Helium-ion beam lithography (HIB) was a perfect candidate, proven recently in similar materials and well suited for swift and scalable production of superconducting nanowires and Josephson junctions.
“HIB lets us focus the particle beam to less than a single nanometer and effectively ‘write’ patterns to create superconducting interfaces,” said Nicholas Litombe, who led the HIB work under the guidance of Professor Jenny Hoffman of Harvard, a coauthor of this study. “We set out to shift that technique to another class of materials: LSCO thin films.”
The collaboration started with the painstaking assembly of perfect LSCO thin films—so named for their use of lanthanum, strontium, copper, and oxygen. Bozovic’s group at Brookhaven used a technique called atomic layer-by-layer molecular beam epitaxy, which can create atomically perfect superconducting films and heterostructures.
“I have a long-standing interest and specialization in using interphase physics to induce and understand high-temperature superconductivity,” Bozovic said. “HIB gives us an entirely new way to explore these materials on the nanoscale.”
Litombe carved the ultra-precise interface channels in Bozovic’s thin films.
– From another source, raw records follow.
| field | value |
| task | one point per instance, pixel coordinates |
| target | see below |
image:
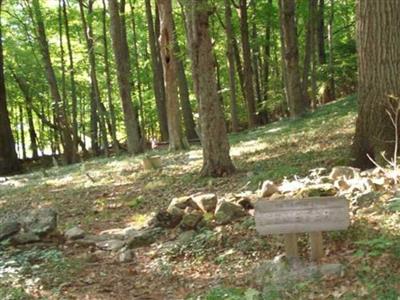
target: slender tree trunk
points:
(331, 67)
(321, 33)
(96, 104)
(297, 105)
(216, 159)
(62, 120)
(137, 70)
(158, 80)
(22, 130)
(247, 68)
(309, 47)
(121, 53)
(231, 66)
(187, 111)
(113, 125)
(378, 40)
(168, 58)
(74, 101)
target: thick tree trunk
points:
(378, 39)
(121, 54)
(61, 118)
(231, 65)
(296, 101)
(214, 139)
(168, 58)
(158, 80)
(247, 68)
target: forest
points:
(199, 149)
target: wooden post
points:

But the immediate results were discouraging: the anticipated superconductivity was entirely suppressed when current ran through wires narrower than a couple hundred nanometers.
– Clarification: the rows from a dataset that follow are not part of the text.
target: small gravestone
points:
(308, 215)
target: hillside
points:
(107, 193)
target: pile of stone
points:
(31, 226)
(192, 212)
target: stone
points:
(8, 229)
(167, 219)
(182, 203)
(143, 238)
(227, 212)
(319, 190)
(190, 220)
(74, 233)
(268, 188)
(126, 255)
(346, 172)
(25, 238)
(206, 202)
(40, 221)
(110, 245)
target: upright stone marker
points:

“Our computer models and experimental results all looked excellent, but we knew there were hidden forces at work,” Litombe said. “We needed deeper insight into the material structure.”
Cryogenic lightning rod
Material composition and electronic properties can be pinpointed through the way they absorb and emit light—a longstanding field called spectroscopy. In the instance of superconductivity, this can distinguish between the “shiny” surface of a conductive metal versus the dullness of a current-breaking insulator.
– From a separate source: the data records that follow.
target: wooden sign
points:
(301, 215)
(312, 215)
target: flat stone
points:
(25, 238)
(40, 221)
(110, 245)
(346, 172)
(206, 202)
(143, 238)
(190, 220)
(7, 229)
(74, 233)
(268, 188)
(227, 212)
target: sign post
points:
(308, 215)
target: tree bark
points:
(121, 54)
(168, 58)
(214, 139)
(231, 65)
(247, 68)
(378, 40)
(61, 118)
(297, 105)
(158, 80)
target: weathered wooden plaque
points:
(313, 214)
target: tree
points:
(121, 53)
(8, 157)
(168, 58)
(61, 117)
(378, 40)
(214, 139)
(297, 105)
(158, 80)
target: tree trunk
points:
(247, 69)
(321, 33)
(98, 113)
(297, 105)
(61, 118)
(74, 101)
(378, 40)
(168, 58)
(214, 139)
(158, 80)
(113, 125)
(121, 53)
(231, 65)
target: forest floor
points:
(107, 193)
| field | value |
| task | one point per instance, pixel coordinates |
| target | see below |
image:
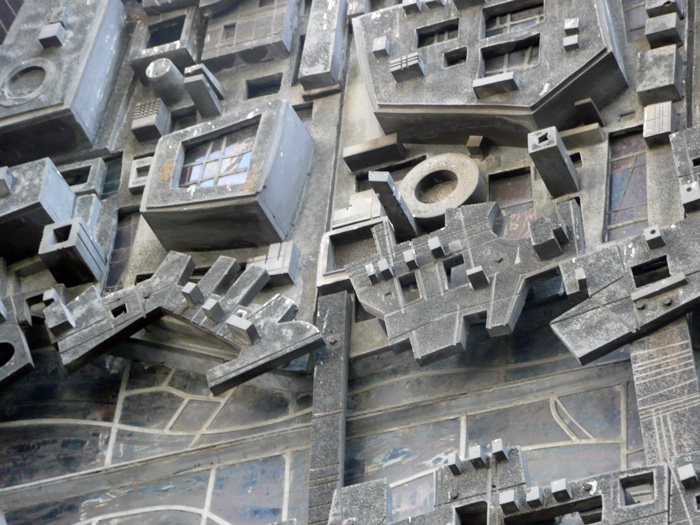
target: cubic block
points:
(151, 120)
(571, 42)
(52, 35)
(660, 120)
(664, 30)
(381, 46)
(407, 67)
(552, 161)
(495, 84)
(71, 254)
(659, 74)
The scientists turned to scanning near-field optical microscopy (SNOM) to examine the spectroscopic sheen on the HIB pathways. But this technique, which funnels light through a gilded glass capillary, has a resolution limit of about 100 nanometers—much too large to examine the nanoscale superconducting interfaces.
Fortunately, Gozar built a specialized instrument to radically increase the spectroscopic resolution. The machine, built entirely at Brookhaven Lab and now housed at Yale, combines SNOM with atomic force microscopy (AFM). Like a record player’s needle extracting sound from the texture of vinyl, an AFM needle travels over a material and reads the atomic topography.
“Here, the AFM needle acts like a lightning rod, channeling the SNOM light down to just tens of nanometers,” Gozar said. “We have simultaneous AFM topography and spectroscopic data on the deep chemical structures.”
Crucially, Gozar’s AFM-SNOM system also operates at the cryogenic temperatures required to test these materials—a capability only offered at a few laboratories in the world.
The novel technique revealed the unexpected and widespread damage left in the wake of the helium ions. Despite the 0.5-nanometer focus of the beam, its effects rattled atoms across a 500-nanometer spread and altered the structure enough to prevent superconductivity. For nanomaterial construction, this so-called lateral straggle is utterly untenable.
“Even the slightest nudge at this scale shatters the powerful phenomena we mean to exploit,” Litombe said. “High-temperature superconductivity can have a coherence distance of just a few atoms, so this lateral effect is devastating. We are, of course, still thrilled to explore the never-before-seen details.”
Added Bozovic, “In one sense, the whole result was negative. Our initial goal of creating nanometer-thick superconducting wires was not fully accomplished. But figuring out why has opened some truly exciting doors.”
The SNOM-AFM technique is readily applicable to fields such as plasmonics for display technology and the study of the mechanism behind high-temperature superconductivity.
“The nanoscale resolution and the tomographic capabilities of the instrument, put us on the cusp of uncovering new truths about nanoscale phenomena and the technology it empowers,” Gozar said.